2 London air pollution ‘very high’ for first time (San Francisco Chronicle) London's mayor has issued a "very high" air pollution alert for the first time, as cold, windless weather allowed emissions across the whole of southeast England to build up over the weekend.
The London air monitoring team at King's College London said pollution in the capital was at "black," the highest level, meaning people should reduce physical exertion outdoors. The rise in pollution was caused by a combination of traffic pollution and wood burning, it added. That combined with an import of pollution from the continent on Sunday.
Officials warned that many other places across Britain were also suffering from high levels of pollutants known as particulate matter.
3 Weak growth challenges Gulf banks (Babu Das Augustine in Khaleej Times) Weak economic environment will continue to weigh on the financial profiles of banks across the Gulf Cooperation Council (GCC) countries in 2017 and 2018, according to banking sector analysts.
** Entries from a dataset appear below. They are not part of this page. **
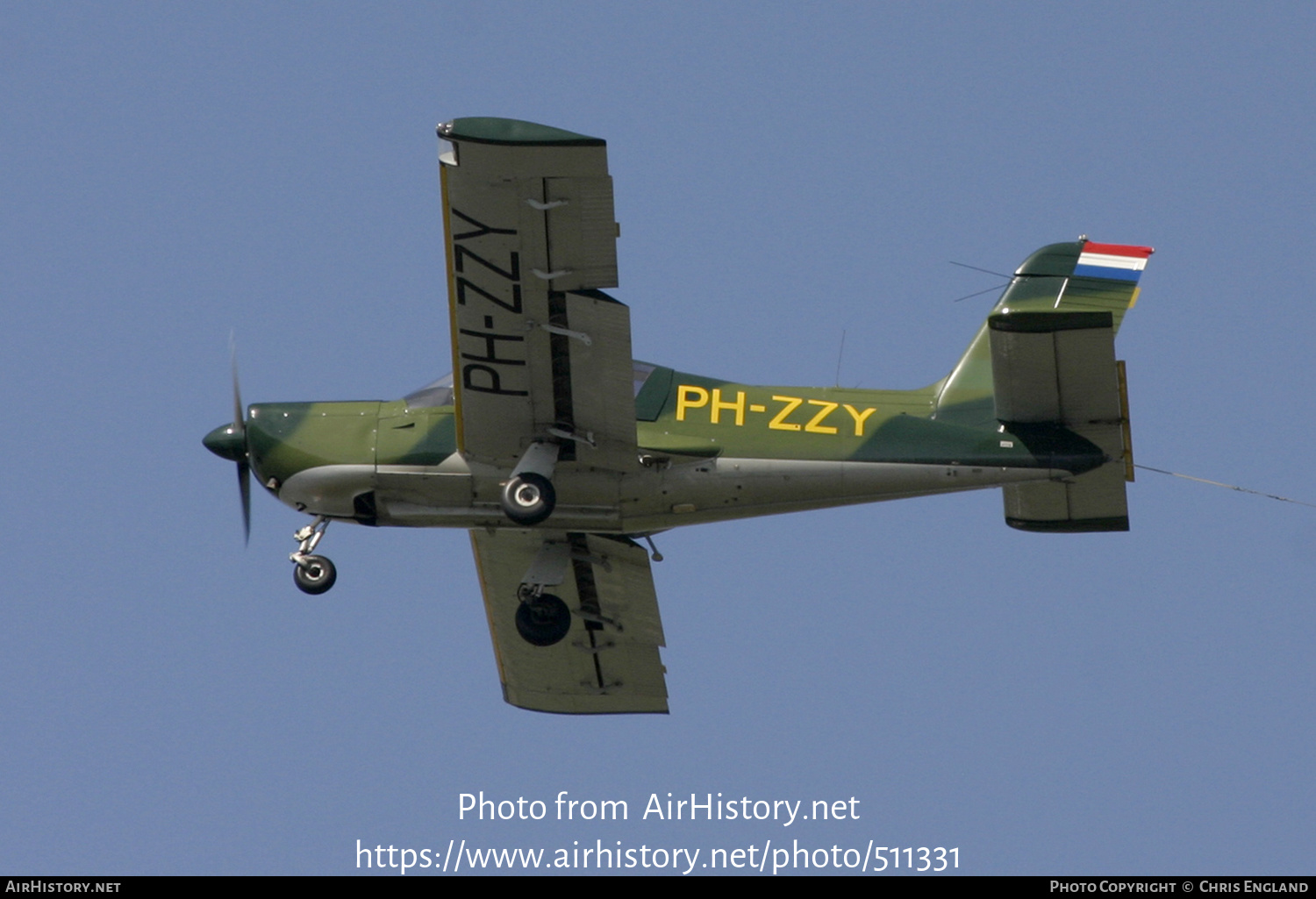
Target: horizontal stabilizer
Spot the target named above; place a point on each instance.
(1058, 368)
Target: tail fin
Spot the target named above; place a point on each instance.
(1044, 362)
(1081, 276)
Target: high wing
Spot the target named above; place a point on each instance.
(541, 358)
(539, 352)
(608, 661)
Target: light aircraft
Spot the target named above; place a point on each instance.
(560, 453)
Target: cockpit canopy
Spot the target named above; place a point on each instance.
(437, 392)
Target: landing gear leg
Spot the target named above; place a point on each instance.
(313, 574)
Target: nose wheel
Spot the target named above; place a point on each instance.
(313, 574)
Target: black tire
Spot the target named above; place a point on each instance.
(528, 498)
(544, 620)
(315, 575)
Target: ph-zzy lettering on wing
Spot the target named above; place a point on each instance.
(786, 413)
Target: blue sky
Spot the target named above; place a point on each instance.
(1102, 703)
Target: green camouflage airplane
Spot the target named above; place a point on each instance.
(558, 452)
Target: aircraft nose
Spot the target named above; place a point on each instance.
(228, 442)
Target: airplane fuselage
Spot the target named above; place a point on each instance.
(710, 451)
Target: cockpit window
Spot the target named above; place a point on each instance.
(641, 374)
(439, 392)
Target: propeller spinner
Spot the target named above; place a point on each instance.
(229, 442)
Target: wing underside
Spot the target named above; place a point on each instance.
(542, 355)
(539, 350)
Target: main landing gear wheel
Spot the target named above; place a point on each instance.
(542, 620)
(315, 574)
(528, 498)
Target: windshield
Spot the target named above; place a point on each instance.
(437, 392)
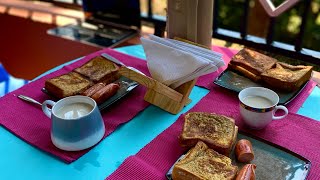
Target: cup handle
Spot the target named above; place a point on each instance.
(47, 111)
(278, 108)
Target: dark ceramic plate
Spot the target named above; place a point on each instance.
(126, 86)
(236, 82)
(272, 161)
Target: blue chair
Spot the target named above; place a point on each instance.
(4, 77)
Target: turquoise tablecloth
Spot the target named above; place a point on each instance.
(21, 160)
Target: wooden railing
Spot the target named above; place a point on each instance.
(241, 36)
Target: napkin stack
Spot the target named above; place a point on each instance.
(174, 62)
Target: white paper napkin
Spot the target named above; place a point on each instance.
(173, 62)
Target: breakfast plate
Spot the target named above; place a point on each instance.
(272, 161)
(233, 81)
(126, 86)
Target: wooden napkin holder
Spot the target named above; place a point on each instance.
(158, 94)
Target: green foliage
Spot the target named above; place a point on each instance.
(287, 24)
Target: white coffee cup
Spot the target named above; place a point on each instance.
(258, 106)
(76, 122)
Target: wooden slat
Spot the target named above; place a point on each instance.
(151, 84)
(43, 7)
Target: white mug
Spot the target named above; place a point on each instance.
(76, 122)
(258, 106)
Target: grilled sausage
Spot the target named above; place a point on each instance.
(93, 89)
(105, 92)
(247, 172)
(243, 150)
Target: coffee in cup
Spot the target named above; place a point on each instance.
(258, 106)
(76, 122)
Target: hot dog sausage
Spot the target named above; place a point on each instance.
(93, 89)
(247, 172)
(243, 150)
(105, 92)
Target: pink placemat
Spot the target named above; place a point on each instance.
(28, 122)
(31, 125)
(296, 133)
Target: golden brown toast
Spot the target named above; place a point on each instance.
(252, 61)
(202, 163)
(286, 77)
(217, 131)
(67, 85)
(99, 69)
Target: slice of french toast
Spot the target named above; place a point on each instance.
(286, 77)
(202, 163)
(217, 131)
(67, 85)
(99, 69)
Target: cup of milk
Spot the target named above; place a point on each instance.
(76, 122)
(258, 106)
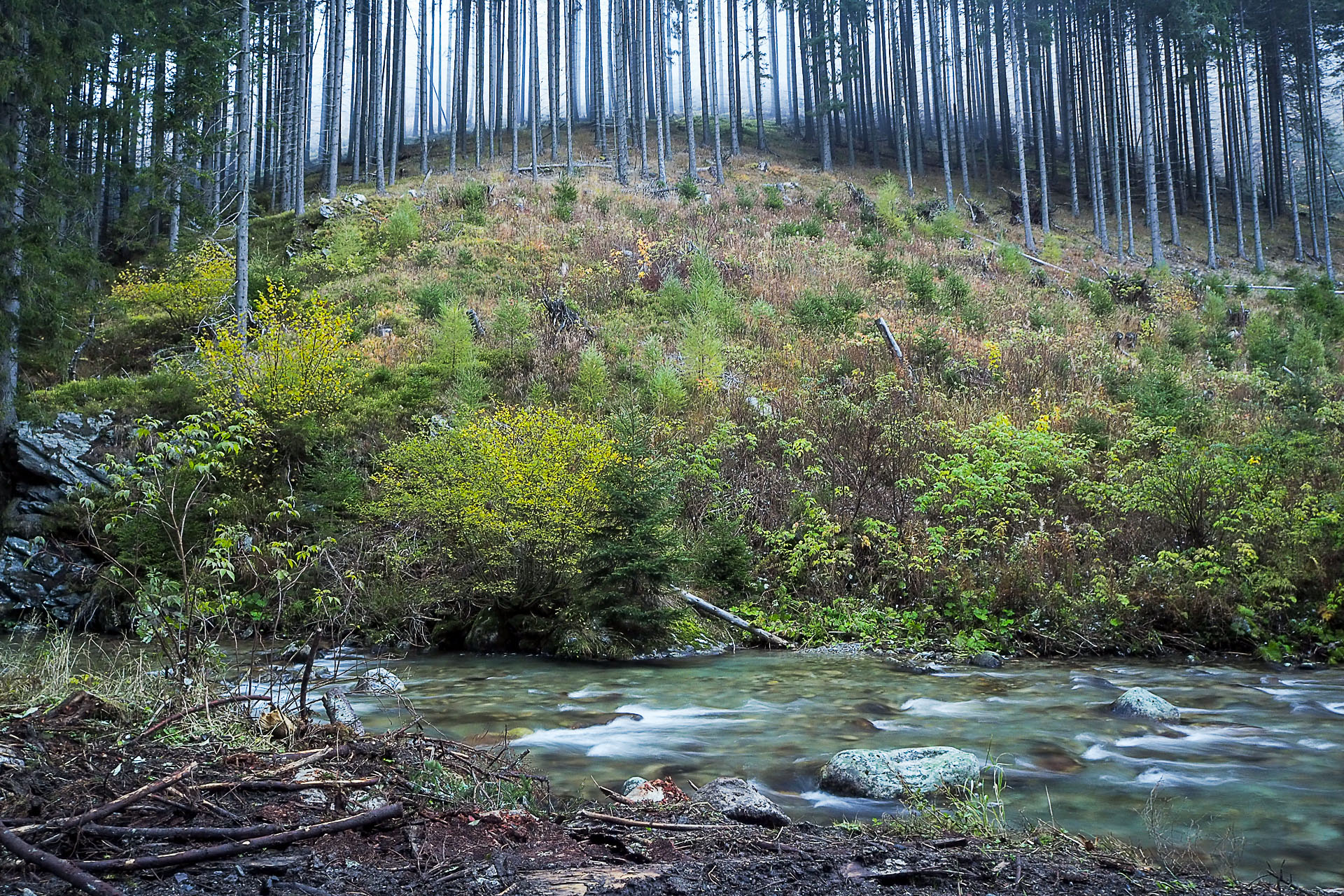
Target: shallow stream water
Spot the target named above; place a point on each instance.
(1253, 776)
“The end of the commodities boom has also increased the pressure on GCC banks’ asset quality and profitability indicators. While we expect to see further weakening in some of these indicators in 2017-2018, we think that GCC banks have built sufficient buffers to make the overall impact on their financial profiles manageable,” said S&P global Ratings credit analyst Mohammad Damak.
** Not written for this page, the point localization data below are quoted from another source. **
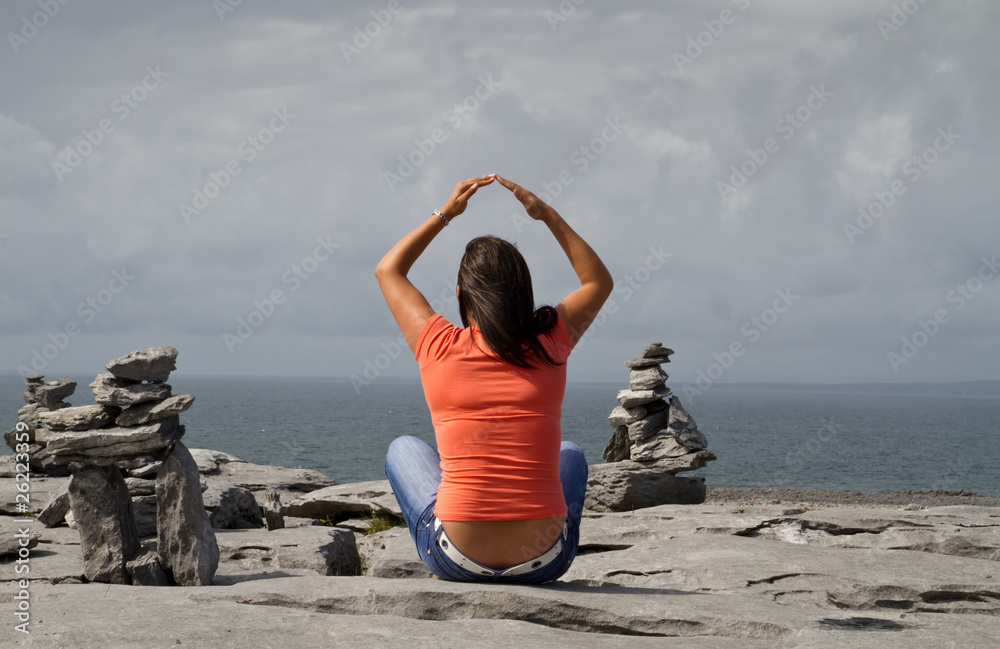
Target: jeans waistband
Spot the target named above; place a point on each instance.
(453, 553)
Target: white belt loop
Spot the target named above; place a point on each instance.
(453, 553)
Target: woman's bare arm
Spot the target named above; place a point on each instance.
(579, 308)
(408, 305)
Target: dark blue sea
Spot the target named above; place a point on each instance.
(867, 438)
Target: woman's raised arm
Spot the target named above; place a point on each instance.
(579, 308)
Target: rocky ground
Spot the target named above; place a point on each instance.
(748, 568)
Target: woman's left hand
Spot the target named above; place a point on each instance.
(463, 192)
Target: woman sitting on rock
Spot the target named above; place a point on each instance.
(502, 497)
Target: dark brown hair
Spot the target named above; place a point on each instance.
(494, 290)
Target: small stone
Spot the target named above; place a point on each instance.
(56, 509)
(655, 350)
(153, 365)
(647, 378)
(632, 398)
(79, 419)
(652, 424)
(52, 392)
(619, 446)
(110, 391)
(146, 571)
(154, 411)
(624, 416)
(646, 362)
(111, 443)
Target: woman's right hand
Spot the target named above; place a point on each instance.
(534, 206)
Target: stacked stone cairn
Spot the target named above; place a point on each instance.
(135, 429)
(654, 439)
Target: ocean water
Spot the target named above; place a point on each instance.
(864, 438)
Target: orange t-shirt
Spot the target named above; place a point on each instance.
(496, 424)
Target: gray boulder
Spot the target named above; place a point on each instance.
(109, 444)
(231, 507)
(111, 391)
(154, 365)
(184, 537)
(102, 510)
(274, 513)
(619, 446)
(55, 510)
(145, 569)
(143, 413)
(632, 398)
(647, 378)
(625, 486)
(78, 419)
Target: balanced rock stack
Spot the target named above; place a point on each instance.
(654, 439)
(40, 397)
(134, 427)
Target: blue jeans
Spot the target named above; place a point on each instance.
(414, 471)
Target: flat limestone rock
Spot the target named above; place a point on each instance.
(231, 507)
(78, 419)
(111, 391)
(682, 427)
(143, 413)
(624, 416)
(646, 378)
(50, 393)
(154, 365)
(102, 510)
(115, 442)
(341, 502)
(656, 350)
(209, 461)
(632, 398)
(185, 541)
(327, 550)
(391, 555)
(627, 485)
(618, 447)
(291, 483)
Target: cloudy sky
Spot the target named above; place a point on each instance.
(784, 191)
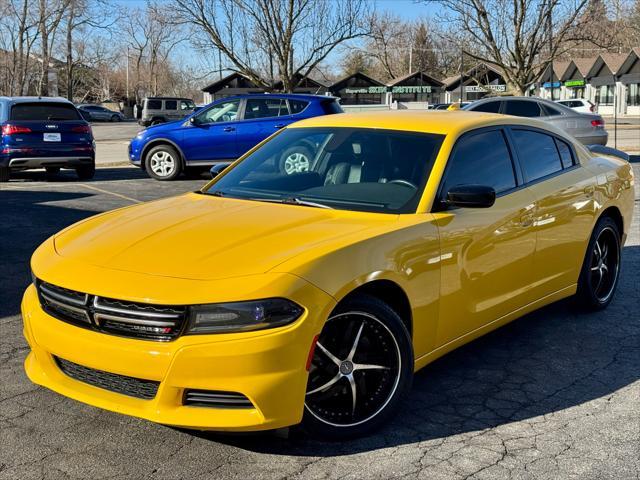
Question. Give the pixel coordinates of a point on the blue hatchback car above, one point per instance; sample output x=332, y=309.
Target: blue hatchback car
x=224, y=130
x=44, y=132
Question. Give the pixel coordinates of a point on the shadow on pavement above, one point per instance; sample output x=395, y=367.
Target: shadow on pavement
x=547, y=361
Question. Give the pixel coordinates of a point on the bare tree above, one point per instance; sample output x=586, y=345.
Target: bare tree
x=520, y=37
x=297, y=34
Over the past one year loan growth to private sector has taken a beating. Growth in lending to the private sector halved to 5 per cent on average as of September 30, 2016, compared with 10 per cent in 2015. In 2017-2018, S&P analysts expect this situation to continue as the government’s policy response to lower oil prices continues to take the form of spending cuts and the postponement of infrastructure projects.
The less-supportive economic environment is expected to result in further deterioration in asset quality. As of September 30, 2016, these indicators plateaued for the GCC banks and analysts see further deterioration in 2017-2018. S&P expects the downward trend to last for at least two years, barring any unexpected increase in hydrocarbons prices.